By that time, she couldn’t go a day without having a panic attack. Her muscles tensed. Her chest tightened. She lost feeling in her extremities. She became light-headed.

It ruined the whole day.

She tried to take online home school, but depression took hold, and she slept day and night.

Sydney was always a shy kid, but her world fell apart after two life-changing events. A psychological abuser was removed from her life after her mother found out about the abuse. And her brother shipped off for the Army National Guard. 

She felt alone and afraid of everything.

“I didn’t want to be around people,” she says. “I was suicidal, and I just wanted to close myself off from the world.”

When homeschooling failed, she tried enrolling in Duncanville High School. But being at one of the nation’s largest high schools wasn’t ideal for her, and that was short-lived.

She went to live with an adult cousin in Oak Cliff who happens to be a mental health professional.

“Everything I did, I would apologize for it,” Sydney says. “She told me, ‘Stop apologizing,’ and she was like, ‘You’re so defensive. Why are you so defensive?’ ”

Sydney started attending her cousin’s church, Turning Point, and she felt at home there.

“They didn’t know me as a depressed person. That was so liberating,” she says. “I wasn’t treated like this sad puppy. People started to respect me for me.”

Her cousin also suggested enrolling in Dallas Can Academy, a private high school that helps students who might otherwise drop out, to reach graduation.

“When she came to us as a freshman, she was very in her shell,” Dallas Can adviser Luis Salazar says. “She was very quiet and shy.”

Even though her mental health was on the upswing, Sydney says, she still doubted her own intelligence.

She was out of practice and had trouble with multiplication.

“Mr. Ruiz said, ‘You’re really smart. You just need to learn,’ ” she recalls. “He really believed in me. They just have teachers that spoke into my life.”

Now math and science are her strengths. She led her team to first place in the school-wide mathlete competition. And she scored highest in science and second highest in math on the STAAR test at her school.

Now a senior graduating in December, Sydney already has a Certified Nursing Assistant certification from Mountain View College through its partnership with Oak Cliff-based Dallas Can. She plans to earn an associates degree from Mountain View and then go on to study biomedical engineering, inspired by her love of math and science and for an older brother who has cerebral palsy.

The depression and anxiety didn’t just go away.
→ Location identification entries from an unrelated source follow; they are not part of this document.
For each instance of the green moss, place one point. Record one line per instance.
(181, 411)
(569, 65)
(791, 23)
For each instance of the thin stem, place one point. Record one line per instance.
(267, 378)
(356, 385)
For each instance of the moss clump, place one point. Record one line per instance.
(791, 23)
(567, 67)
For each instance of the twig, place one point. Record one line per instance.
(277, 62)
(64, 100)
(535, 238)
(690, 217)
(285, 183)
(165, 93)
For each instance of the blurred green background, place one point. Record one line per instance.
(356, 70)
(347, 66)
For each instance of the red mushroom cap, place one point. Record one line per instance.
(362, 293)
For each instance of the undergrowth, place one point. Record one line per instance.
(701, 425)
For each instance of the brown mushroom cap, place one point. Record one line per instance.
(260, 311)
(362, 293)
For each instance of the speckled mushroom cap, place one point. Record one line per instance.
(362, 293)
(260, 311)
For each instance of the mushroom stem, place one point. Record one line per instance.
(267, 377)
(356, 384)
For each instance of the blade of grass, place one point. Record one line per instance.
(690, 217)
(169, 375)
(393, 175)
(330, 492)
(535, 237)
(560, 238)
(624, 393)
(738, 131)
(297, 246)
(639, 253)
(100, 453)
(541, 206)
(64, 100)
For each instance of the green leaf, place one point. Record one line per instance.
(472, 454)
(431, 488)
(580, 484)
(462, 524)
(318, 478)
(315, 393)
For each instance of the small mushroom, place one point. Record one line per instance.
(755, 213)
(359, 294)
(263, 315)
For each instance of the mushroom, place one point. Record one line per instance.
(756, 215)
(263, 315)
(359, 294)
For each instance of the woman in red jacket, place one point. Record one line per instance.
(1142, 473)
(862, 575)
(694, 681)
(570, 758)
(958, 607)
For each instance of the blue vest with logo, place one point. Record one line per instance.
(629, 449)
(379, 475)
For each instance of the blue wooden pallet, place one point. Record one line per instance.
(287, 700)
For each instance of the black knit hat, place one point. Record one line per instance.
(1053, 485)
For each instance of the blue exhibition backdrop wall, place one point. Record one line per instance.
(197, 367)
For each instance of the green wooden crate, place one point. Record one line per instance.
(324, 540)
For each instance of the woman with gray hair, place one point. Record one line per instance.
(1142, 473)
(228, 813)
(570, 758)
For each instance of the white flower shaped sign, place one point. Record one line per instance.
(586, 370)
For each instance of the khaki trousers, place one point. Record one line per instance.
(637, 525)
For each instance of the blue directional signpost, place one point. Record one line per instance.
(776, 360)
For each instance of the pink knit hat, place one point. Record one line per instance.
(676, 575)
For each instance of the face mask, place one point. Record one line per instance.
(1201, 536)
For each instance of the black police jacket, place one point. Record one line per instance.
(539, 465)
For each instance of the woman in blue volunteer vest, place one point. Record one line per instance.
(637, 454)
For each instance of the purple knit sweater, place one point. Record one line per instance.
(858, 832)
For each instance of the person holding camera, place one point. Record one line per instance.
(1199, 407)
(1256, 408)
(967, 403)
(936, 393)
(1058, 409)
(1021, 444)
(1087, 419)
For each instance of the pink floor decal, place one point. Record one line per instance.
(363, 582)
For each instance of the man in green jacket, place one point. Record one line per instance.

But she says she willed herself to feel better.

“When I felt bad, I made myself go out and do something,” she says. “I know that doesn’t work for everyone, but I was like, ‘I’m done with this.’ ”

She quit caffeine after having become addicted to coffee as a child and drinking many cups a day for years. She now delights in chamomile tea with lemon. She works out. And she uses a weighted blanket to calm herself when she feels anxiety creeping up.